X. WANG et al (Neuroscience 154 (2008) 294–303) in the study of neural coding of temporal information in auditory thalamus and cortex has found that A1 neurons are responsive to both rapid changes within a short time window and the inter-stimulus intervals suggesting that discharge rate–based mechanisms are responsible for encoding rapid time varying signals. The two populations of A1 neurons, referred to as synchronized and non-synchronized populations, appeared to encode repetitive stimuli by spike timing and average discharge rate, respectively. Neurons in the synchronized population showed stimulus-synchronized discharges at long inter-stimulus intervals, but few responses at short ICIs. This population of neurons can thus represent slowly occurring temporal events explicitly using a temporal code. The non-synchronized population of neurons did not exhibit stimulus-synchronized discharges at either long or short ICIs. This population of neurons can implicitly represent rapidly changing temporal intervals by their average discharge rates.

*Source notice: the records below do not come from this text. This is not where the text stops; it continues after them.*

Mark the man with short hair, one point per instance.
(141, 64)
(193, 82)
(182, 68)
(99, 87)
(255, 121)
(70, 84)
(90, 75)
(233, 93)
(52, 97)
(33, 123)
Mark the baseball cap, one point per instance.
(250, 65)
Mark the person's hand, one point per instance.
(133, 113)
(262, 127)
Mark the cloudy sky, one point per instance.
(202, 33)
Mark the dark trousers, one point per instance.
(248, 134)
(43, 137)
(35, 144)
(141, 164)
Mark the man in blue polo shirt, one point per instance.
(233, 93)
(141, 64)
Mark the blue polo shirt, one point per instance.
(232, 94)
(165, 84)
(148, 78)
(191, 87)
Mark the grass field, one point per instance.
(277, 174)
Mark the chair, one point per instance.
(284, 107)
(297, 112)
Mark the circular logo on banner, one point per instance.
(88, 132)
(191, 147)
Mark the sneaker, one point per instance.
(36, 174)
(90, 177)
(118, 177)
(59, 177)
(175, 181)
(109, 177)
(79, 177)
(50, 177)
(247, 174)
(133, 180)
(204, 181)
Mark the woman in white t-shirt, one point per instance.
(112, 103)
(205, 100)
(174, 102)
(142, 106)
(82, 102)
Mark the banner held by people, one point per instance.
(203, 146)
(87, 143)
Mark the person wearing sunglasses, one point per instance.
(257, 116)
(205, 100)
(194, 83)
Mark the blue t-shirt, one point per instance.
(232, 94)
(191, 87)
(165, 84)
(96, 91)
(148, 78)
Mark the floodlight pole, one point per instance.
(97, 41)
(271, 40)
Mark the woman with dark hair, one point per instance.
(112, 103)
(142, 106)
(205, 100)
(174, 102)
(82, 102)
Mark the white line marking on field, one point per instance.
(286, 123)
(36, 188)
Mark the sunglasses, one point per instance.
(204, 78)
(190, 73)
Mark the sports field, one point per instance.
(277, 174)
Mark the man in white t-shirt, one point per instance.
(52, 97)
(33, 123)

Stefan Leutgeb1 and Jill K. Leutgeb (14:745–757 © 2007 Cold Spring Harbor Laboratory Press 745 Learning & Memory) have shown that

CA3 cells are bound to a large degree to a spatial coordinate system, while

CA1 cells can become more independent of a map-based mechanism and allow for a larger degree of arbitrary associations, in the temporal domain. The CA3 network can rapidly alter its firing rate in response to novel sensory inputs and is thus not as strictly tied to spatial mapping as grid cells in the medial entorhinal cortex.

Marsat G and Maler L. (J Neurophysiol 104: 2543–2555, 2010) have shown that communication signals used during courtship (big chirps) and during aggressive encounters (small chirps) are encoded by different populations of ELL pyramidal cells, namely I-cells and E-cells, respectively. It is shown that the encoding strategy differs for the two signals. These differences allow these cell types to encode specifically information rich features of the signals. Small chirps are detected, and their timing is accurately signaled through stereotyped spike bursts, whereas the shape of big chirps is accurately represented by variable increases in firing rate.